28 gennaio 2024
S. FAMIGLIA DI GESÙ, GIUSEPPE E MARIA (B)
Luca 2,41-52
Riflessione a cura di don Erminio Villa.
1. La Santa Famiglia, un vero modello di vita
La festa della santa famiglia è inserita nel contesto celebrativo natalizio. Il gruppo familiare composto da Giuseppe, Maria e Gesù vi appare come modello di ben assortita e rispettabile convivenza, concordia, donazione generosa e amore reciproco.
La famiglia di Nazareth, “un vero modello di vita” con le sue virtù, percorse nella fede, nella gioia, nella sofferenza e nella prova un itinerario tutto suo, certo irrepetibile, ma anche con tanti aspetti in comunione con le famiglie di tutti i tempi.
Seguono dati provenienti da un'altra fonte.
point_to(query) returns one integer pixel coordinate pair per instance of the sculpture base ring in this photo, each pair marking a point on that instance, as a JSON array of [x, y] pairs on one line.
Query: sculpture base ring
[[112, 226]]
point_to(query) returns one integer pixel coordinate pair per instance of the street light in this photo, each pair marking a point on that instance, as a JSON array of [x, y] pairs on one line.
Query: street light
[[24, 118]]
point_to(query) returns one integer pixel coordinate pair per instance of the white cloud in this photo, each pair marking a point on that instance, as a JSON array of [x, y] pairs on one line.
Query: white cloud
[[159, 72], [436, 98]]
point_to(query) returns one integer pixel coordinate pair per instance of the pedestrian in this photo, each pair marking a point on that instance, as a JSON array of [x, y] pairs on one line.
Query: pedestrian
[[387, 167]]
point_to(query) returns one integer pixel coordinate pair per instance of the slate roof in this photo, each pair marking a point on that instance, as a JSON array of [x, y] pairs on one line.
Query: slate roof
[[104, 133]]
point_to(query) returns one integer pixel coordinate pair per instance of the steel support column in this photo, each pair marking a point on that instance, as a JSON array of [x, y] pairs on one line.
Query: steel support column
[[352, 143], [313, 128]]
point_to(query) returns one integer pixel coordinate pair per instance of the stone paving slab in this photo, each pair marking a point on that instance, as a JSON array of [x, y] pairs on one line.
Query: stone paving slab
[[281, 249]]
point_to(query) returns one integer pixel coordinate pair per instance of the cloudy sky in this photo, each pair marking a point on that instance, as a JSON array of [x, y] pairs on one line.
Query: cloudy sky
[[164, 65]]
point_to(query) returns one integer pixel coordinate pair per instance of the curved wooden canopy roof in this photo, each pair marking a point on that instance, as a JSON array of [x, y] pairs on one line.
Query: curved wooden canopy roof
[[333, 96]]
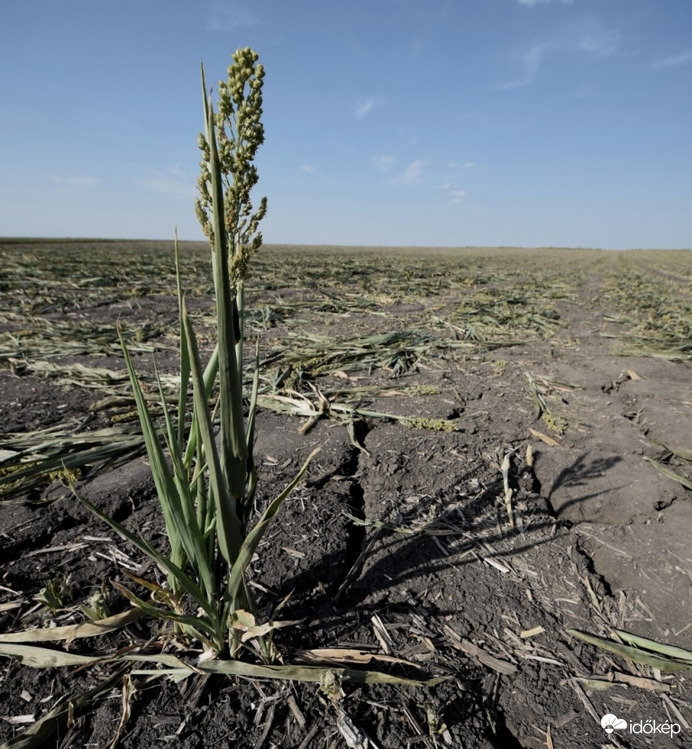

Già all’origine, prima che questa famiglia si costituisse, c’è il dubbio legittimo di Giuseppe di fronte a Maria che risulta in attesa di un figlio non previsto. E dopo, questa nascita è tribolata: manca una casa di accoglienza e Gesù nasce in una grotta su una mangiatoia.
Segue la persecuzione del sanguinario Erode che fa fuggire i genitori con il bambino in Egitto. Poi, tornati, quando portano Gesù dodicenne al Tempio, egli si eclissa per tre giorni.
I momenti ancora più difficili sono quando Gesù lascia la casa per la sua missione che lo condurrà al tragico epilogo del Calvario, in presenza della madre, presso la croce, impietrita dal dolore.
2. La famiglia è scuola di vita
Con la celebrazione della Santa famiglia di Giuseppe, Maria e Gesù, la Chiesa vuole ricordarci tutta l’importanza che Cristo attribuisce alla famiglia in generale.
Sul piano naturale, è la cellula del tessuto sociale.
Sul piano spirituale, è la cellula della Chiesa, questa grande famiglia di Dio, che ha Dio come Padre, e noi siamo tutti fratelli di (e in) Cristo. La costruzione del Regno di Dio passa attraverso la famiglia cristiana solida e preoccupata dai valori umani e spirituali.
La famiglia è la grande scuola fondata da Dio per l’educazione degli esseri umani. È una struttura da conservare e da preservare con grande cura, soprattutto in questi tempi postmoderni di agonia della famiglia.
3. Doveri morali
In questo triste contesto, la chiesa incoraggia oggi i cristiani a fare delle loro rispettive famiglie delle “piccole Chiese domestiche”, dove si teme e onora il Signore, si pensa a santificarsi e ad offrire alla società delle persone sante.
Purtroppo, questo sembra un po’ arduo e utopistico in questi tempi odierni (post-cristiani?) di permissività, di abbandono delle virtù e di adozione elevata di una società “laica”, senza morale.
I cristiani veri non devono lasciarsi ingannare dalle mode ispirate dall’egoismo e dal progetto nascosto di “paganizzazione della società”.
L’antica sapienza esalta l’onore che i figli devono ai genitori. E’ un atteggiamento di pietà e di riconoscenza. Li devono aiutare quando sono vecchi e malati. Oltre al principio di solidarietà tra generazioni che devono ispirare questo giusto rapporto tra genitori e figli, la compassione o la pietas verso i genitori ha anche una dimensione religiosa perché apre al rapporto con il Signore della vita:
“Chi onora il padre espia i peccati… la pietà verso il padre non sarà dimenticata, ti sarà computata a sconto dei peccati”. Queste parole valgono anche per la madre.
La famiglia deve esprimere la carità che distingue il discepolo del Signore, la mansuetudine, la bontà, l’umiltà e la pazienza che sa sopportare e perdonare.
Il perdono sincero ha come modello e fonte il perdono ricevuto dal Signore. Il cristiano non è uno che perdona e non dimentica l’offesa, ma è uno che perdona e non dimentica mai di aver già perdonato. Non ritorna più sulle cose perdonate.